# Aussie's 240 planted



## AussieDIYFK (Aug 13, 2012)

community schooling


barbs


left side (fish eye lens)


FTS (fish eye lens)


----------



## canlax (Sep 8, 2012)

Very nice! How long has it been up and running? Left side looks like it could use some more growth. I really dig the way the right side is looking. Love the starfire glass too - I would imagine that it is beautiful in person. Good job!


----------



## AussieDIYFK (Aug 13, 2012)

canlax said:


> Very nice! How long has it been up and running? Left side looks like it could use some more growth. I really dig the way the right side is looking. Love the starfire glass too - I would imagine that it is beautiful in person. Good job!


thanks mate  yes it does look quite different in person and the photos don't do it justice because of the scale of the tank, i got the tank custom made with the front,both ends and bracing done in 10mm starfire, the tank has been running for around 9 months and getting a real feel of the tank and things with balancing ferts,co2 lighting ect.. ive had no real algae issues apart from green spot on my anubias and background apart from that its running sweet.

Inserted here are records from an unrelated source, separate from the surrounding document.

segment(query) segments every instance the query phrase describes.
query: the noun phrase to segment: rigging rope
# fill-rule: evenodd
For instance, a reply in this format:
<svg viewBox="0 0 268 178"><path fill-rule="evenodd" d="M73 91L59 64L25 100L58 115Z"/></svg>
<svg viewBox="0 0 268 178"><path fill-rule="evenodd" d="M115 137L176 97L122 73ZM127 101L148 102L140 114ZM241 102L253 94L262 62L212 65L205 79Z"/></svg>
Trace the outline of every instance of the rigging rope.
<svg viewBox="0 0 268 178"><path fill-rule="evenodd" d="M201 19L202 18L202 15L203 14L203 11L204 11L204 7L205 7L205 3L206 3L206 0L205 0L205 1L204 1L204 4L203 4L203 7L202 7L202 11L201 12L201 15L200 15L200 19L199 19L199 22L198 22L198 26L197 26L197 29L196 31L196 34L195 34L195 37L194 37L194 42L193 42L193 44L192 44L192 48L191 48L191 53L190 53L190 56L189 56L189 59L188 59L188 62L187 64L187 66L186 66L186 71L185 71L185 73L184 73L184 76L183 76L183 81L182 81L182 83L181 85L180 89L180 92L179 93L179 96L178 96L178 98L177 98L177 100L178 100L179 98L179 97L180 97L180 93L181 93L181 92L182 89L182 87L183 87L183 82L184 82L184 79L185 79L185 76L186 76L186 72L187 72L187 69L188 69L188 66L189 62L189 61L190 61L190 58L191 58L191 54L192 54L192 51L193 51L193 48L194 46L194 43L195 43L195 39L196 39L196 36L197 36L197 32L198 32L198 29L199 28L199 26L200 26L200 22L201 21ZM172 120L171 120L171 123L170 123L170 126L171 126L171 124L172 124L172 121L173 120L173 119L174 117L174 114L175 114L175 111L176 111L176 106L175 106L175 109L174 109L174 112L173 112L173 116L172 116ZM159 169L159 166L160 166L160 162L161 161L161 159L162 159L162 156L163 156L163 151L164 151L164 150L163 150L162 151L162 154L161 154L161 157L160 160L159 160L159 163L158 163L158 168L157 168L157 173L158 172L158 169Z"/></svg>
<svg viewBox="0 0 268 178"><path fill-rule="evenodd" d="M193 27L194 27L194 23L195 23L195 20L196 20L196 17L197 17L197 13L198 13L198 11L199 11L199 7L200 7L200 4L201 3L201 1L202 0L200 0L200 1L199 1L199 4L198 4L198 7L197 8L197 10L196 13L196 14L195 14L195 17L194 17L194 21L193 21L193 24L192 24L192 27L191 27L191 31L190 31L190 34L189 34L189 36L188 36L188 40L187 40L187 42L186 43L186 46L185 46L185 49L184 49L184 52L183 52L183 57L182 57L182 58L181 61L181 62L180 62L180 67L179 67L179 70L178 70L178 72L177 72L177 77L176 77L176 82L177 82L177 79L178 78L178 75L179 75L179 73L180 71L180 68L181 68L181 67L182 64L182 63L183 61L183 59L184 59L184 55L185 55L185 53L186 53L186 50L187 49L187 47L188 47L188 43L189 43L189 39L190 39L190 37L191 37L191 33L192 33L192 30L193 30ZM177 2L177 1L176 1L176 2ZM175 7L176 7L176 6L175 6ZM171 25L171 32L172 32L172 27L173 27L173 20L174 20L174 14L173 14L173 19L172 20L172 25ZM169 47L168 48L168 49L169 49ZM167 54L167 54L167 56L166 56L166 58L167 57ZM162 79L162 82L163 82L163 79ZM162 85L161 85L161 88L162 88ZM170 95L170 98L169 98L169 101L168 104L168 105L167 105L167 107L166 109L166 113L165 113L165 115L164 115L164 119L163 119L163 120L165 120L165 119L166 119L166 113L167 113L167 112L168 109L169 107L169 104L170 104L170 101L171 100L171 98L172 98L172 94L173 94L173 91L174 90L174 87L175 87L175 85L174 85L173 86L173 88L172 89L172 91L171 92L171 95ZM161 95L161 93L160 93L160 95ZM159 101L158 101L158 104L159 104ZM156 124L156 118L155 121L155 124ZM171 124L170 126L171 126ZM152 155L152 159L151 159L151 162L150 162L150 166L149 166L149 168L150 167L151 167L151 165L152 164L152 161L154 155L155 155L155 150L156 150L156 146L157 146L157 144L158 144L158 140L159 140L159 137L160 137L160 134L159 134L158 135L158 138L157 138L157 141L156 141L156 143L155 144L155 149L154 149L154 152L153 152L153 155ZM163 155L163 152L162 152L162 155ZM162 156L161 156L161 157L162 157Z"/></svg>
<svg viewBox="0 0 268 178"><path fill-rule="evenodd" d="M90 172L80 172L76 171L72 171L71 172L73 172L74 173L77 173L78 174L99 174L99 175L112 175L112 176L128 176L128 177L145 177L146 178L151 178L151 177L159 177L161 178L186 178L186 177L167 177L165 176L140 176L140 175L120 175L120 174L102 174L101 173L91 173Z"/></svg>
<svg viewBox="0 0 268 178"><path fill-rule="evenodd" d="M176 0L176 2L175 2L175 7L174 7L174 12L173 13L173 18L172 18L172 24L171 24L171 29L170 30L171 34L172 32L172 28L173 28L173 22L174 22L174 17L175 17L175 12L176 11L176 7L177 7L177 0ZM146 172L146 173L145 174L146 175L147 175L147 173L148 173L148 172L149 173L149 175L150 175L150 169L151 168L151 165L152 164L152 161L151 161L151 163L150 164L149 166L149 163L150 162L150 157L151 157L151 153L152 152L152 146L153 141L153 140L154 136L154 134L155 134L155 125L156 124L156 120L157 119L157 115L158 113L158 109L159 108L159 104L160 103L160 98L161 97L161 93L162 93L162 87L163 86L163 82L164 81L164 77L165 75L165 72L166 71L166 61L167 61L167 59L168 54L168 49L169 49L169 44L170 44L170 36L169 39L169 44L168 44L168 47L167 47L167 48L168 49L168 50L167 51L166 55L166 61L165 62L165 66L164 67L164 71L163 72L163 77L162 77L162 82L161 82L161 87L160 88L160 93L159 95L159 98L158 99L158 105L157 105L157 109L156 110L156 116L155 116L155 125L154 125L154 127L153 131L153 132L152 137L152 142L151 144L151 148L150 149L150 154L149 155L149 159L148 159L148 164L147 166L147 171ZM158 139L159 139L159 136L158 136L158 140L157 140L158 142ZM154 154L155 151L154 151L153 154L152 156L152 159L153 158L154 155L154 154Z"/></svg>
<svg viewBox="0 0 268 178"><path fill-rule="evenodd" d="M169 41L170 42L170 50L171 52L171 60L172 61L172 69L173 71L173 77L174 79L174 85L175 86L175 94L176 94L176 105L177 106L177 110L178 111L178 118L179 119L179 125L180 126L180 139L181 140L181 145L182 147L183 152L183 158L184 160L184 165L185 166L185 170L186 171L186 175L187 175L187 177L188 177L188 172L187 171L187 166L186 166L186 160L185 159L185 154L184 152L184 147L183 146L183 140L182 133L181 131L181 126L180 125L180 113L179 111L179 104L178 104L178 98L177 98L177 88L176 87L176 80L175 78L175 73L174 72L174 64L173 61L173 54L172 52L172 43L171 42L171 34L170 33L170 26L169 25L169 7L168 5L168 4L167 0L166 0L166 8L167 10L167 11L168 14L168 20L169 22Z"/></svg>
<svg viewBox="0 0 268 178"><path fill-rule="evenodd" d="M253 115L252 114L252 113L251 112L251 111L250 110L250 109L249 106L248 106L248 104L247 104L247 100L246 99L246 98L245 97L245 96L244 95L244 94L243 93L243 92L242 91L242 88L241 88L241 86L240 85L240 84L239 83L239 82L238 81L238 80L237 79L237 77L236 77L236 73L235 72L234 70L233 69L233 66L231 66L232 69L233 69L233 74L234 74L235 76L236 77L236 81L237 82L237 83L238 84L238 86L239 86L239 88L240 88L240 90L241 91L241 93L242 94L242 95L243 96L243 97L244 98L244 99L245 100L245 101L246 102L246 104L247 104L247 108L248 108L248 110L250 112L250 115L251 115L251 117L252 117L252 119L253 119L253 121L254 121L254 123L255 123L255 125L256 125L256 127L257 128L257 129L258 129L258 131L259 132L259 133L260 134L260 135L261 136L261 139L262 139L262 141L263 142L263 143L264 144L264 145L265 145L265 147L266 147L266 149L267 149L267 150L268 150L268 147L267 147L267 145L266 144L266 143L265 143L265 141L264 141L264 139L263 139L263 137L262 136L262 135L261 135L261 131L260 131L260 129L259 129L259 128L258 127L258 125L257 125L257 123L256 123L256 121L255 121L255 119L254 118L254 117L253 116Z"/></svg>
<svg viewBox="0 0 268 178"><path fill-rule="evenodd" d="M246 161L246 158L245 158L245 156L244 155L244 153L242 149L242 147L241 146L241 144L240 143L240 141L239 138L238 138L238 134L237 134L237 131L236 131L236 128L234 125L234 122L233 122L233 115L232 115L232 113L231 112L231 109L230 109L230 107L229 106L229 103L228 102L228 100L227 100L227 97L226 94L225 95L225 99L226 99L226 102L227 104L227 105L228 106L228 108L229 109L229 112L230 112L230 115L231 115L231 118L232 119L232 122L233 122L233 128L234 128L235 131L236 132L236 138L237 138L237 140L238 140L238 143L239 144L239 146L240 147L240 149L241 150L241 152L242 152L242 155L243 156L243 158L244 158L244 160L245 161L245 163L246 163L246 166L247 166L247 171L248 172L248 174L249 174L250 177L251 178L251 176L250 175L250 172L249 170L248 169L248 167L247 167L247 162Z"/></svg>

the left side im happy with and the crypts should grow nicely, i didnt want tall plants in that section becouse i wanted the background to show and placement of crested java every where in the cracks.

ive changed the playsand at the front and replacing with 3mm red river rock mixed with flourite and going all chainswords with some nana anubias here and there will post some update pics of the current setup ;-)


----------



## thelub (Jan 4, 2013)

showoff


----------



## AussieDIYFK (Aug 13, 2012)

thelub said:


> showoff


haha @ thelube fancy meeting you on here


----------



## I<3<*))))>< (Jun 10, 2013)

What an insane tank!!! Wow, loving it!!
Really nice shots as well, love the Fish Eye lenses ones especially!


Also digging that Floyd poster above the tank, rock on


----------